The GBP/JPY currency pair was mostly steady on Monday, not far from last week’s 1-month low, ahead of major central bank meetings, including the Bank of England on Thursday and the Bank of Japan on Friday.
The Bank of England is expected to deliver its 15th consecutive interest rate hike, which would bring borrowing costs to a fresh 2008-high of 5.5%.
In August, the bank’s Monetary Policy Committee voted 6-3 in favor of the 25 basis point hike, while 2 members preferred a second consecutive 50 bps hike and 1 member voted in favor of no change.
BoE policy makers noted they would ensure the benchmark interest rate was sufficiently restrictive for sufficiently long to drive inflation down to the 2% target sustainably in the medium term.
Meanwhile, the Bank of Japan’s September policy meeting will be closely watched for clues over when its negative interest rate policy may be reversed.
In July, the BoJ left its benchmark short-term interest rate without change at -0.10% and also kept a 0% cap on 10-year bond yields set under its yield curve control policy.
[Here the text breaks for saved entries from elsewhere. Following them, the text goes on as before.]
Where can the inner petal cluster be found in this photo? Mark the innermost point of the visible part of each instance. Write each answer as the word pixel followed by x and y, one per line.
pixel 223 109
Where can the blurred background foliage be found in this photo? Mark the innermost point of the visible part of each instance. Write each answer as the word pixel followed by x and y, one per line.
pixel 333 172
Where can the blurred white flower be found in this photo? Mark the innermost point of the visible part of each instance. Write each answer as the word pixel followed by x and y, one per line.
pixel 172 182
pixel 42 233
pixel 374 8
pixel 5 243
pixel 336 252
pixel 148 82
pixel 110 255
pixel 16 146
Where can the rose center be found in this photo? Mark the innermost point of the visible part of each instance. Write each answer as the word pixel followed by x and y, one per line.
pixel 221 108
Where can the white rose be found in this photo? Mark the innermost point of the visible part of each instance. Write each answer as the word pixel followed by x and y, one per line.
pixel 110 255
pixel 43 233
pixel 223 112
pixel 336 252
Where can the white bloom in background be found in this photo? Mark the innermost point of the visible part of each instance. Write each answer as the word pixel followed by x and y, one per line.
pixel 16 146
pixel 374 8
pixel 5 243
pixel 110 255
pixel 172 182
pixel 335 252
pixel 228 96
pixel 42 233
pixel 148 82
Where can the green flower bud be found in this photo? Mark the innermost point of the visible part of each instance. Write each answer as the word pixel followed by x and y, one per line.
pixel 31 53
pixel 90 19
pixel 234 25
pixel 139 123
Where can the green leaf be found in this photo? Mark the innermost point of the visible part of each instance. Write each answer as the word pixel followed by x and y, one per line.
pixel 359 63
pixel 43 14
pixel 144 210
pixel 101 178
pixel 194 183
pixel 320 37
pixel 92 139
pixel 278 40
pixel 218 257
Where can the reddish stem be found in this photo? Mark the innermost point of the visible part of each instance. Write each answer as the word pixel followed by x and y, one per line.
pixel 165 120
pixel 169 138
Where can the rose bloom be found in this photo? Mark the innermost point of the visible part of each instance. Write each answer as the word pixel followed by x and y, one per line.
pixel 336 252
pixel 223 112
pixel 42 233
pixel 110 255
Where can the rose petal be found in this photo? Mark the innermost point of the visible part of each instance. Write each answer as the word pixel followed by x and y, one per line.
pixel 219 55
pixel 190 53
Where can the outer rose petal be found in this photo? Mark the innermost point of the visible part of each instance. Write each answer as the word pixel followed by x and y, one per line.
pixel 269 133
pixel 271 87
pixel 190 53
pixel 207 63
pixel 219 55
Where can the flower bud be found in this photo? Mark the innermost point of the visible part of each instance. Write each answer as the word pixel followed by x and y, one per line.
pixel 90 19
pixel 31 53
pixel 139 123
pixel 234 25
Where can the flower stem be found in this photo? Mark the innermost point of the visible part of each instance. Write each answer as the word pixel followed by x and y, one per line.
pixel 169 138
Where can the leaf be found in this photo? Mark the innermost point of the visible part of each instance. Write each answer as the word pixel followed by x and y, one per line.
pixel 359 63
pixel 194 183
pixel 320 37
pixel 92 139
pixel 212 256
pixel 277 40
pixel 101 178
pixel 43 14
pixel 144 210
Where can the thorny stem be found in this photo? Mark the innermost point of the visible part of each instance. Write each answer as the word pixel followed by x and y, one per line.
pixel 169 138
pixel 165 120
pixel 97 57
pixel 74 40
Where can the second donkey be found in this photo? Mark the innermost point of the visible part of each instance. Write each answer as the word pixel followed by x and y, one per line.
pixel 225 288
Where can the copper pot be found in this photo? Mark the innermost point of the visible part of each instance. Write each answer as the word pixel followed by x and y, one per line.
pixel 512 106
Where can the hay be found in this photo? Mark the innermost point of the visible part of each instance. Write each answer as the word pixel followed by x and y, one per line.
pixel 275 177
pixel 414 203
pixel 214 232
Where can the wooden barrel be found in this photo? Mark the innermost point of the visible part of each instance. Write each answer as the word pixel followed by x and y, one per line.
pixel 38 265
Still, the BoJ pledged higher yield curve control flexibility by offering to buy 10-year Japanese government bonds at 1% in fixed-rate operations, instead of 0.5% previously.
Last week, Bank of Japan Governor Kazuo Ueda said the central bank could discontinue its policy of negative interest rates when the 2% inflation target is achieved.
But Ueda once again highlighted the need to keep monetary policy accommodative until the central bank is convinced inflation will sustainably remain at levels near 2%, backed by robust demand and wage growth.
Both policy meetings will be preceded by UK and Japanese CPI inflation figures for August.
As of 7:44 GMT on Monday GBP/JPY was edging down 0.10% to trade at 182.860. Last Thursday, the minor Forex pair went down as low as 182.511. The latter has been the pair’s weakest level since August 9th (182.360).